Text: At this point, the question becomes whether the exclusion nonetheless cannot be enforced in this state because it violates some Nebraska statute or public policy. We begin by noting that the owner's estate does not claim any such impediment to enforcement; its analysis of the case proceeds on the premise that the matter is to be resolved entirely under the law of California. In that regard, it is correct. While language can be found comforting to a court which wishes to avoid the application of a rule of law it does not like, see, e.g., Paul v.
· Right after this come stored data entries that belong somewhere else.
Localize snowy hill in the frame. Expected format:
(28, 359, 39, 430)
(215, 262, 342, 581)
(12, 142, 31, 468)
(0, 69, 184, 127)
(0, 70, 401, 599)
National Life, 177 W.Va. 427, 352 S.E.2d 550 (1986), it is a rare case in which a claim validly existing under the law of one American state can be said to be so far outside the pale of social, economic, and moral standards currently imposed by our civilization as to be violative of the strong public policy of any sister state. Robert A. Leflar et al., American Conflicts Law § 45 at 145 (4th ed. 1986). Thus, a Tennessee court in Diviney v. Vineyard, No. 01-A-01-9012-CV00458, 1991 WL 66480 (Tenn.App. May 1, 1991), applied the guest statute of Alabama in denying recovery for injuries sustained in an accident that occurred in Alabama; a Missouri court in Bruton v. Shelter Mut. Ins. Co., 748 S.W.2d 379 (Mo.App.1988), applied the law of Arkansas in determining whether the seller owned an automobile involved in an accident in Missouri; and a Texas court in Crisman v. Cooper Industries, 748 S.W.2d 273 (Tex.App.1988), applied Florida's statute of repose in a products liability suit brought on behalf of the family of a decedent who was killed when a pickup truck with an allegedly poorly marked trailer pulled in front of the vehicle in which the decedent was riding as a passenger in Florida. Indeed, not only does the owner's estate not point to any Nebraska statute or other source of Nebraska public policy which denies enforceability to the subject exclusion, we have approved a similar exclusion in a policy of insurance issued in Nebraska. See Allstate Ins. Co. v. Farmers Mut. Ins. Co., 233 Neb. 248, 444 N.W.2d 676 (1989) (the court ruled enforceable an exclusion from protection for bodily injury to the insured or any member of the family of the insured residing in the same household as the insured).